Advertisers are not required to take any specific action, and broad match modified keywords can continue to be added until July. At that time, no new BMM keywords can be added, while the existing ones will continue to serve, but will be matched based on this update.
Below, I would like to share some best practices on how this update might impact paid search campaigns.
Expect the share of phrase match traffic to increase, both from new traffic and due to existing traffic being shifted from other match types. As a result of this change, you will need to closely monitor the performance of your keywords, and shift budgets where necessary to continue to reach relevant search traffic.

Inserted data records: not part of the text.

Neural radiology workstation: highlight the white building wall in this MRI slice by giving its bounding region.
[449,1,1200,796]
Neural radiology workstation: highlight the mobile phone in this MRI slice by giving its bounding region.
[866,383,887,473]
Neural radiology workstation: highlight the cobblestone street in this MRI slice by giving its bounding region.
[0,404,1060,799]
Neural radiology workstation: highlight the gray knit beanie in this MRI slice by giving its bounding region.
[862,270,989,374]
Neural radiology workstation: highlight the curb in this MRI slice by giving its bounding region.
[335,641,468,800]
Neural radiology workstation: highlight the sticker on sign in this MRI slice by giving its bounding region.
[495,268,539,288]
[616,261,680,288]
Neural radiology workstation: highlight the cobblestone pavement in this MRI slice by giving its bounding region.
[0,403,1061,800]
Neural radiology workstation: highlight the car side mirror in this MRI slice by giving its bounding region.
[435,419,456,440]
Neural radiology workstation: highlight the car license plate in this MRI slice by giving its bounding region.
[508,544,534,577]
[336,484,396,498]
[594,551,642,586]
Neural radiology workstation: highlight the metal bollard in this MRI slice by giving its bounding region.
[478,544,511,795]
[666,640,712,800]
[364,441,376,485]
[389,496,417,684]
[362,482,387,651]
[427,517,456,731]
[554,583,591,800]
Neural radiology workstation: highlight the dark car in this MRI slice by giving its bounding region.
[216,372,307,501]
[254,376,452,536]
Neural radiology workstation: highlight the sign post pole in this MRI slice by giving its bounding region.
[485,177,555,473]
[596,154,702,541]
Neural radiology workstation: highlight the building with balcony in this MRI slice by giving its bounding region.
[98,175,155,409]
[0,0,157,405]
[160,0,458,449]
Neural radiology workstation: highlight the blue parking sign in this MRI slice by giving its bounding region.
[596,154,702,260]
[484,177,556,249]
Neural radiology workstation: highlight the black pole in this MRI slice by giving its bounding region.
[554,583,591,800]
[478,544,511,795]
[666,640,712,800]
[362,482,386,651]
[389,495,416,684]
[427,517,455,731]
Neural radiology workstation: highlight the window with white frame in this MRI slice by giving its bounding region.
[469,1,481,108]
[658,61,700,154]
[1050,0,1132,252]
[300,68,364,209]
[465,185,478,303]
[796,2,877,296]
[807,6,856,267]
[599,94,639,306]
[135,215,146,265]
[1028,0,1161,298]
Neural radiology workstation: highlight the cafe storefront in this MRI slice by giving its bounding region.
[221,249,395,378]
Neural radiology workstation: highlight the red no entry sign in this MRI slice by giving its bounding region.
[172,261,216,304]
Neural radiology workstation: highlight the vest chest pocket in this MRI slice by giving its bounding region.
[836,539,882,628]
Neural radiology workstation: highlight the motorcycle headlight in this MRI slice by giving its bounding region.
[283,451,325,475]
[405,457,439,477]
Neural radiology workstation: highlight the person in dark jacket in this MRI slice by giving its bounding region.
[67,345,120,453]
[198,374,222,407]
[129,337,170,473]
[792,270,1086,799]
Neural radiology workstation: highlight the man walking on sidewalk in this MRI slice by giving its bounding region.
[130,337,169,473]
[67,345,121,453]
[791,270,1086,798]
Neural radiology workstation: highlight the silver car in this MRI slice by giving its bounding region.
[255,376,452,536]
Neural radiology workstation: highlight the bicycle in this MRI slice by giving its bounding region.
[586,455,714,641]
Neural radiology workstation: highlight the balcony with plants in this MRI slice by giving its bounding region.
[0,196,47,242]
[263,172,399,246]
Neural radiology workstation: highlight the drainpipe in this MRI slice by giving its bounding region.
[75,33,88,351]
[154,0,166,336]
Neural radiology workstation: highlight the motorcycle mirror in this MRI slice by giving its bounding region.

The inability to run BBM keywords will most likely mean adding new keywords to your campaigns to ensure you do not lose coverage from relevant queries. A good place to start is the Recommendations page in your Google Ads account, where keywords to recover previous BMM traffic will be labeled.
Although existing BMM keywords may remain with the BMM notation indefinitely and Google will not prevent new BMM keywords from being created until July, we recommend creating any new keywords using phrase notation going forward. Because phrase match and BMM will behave the same once this change fully rolls out (on February 18th), doing this will have no impact on performance.
One important thing to remember: changing the match type of a keyword will remove the old and add a new keyword, affecting the stats you see in your account.
In conclusion, I see this change as another step that Google is taking to consolidate and streamline the search experience, inviting advertisers to get away from fixating on the keyword level of search, while relying more on their machine learning (e.g., Smart Bidding) and audience targeting capabilities.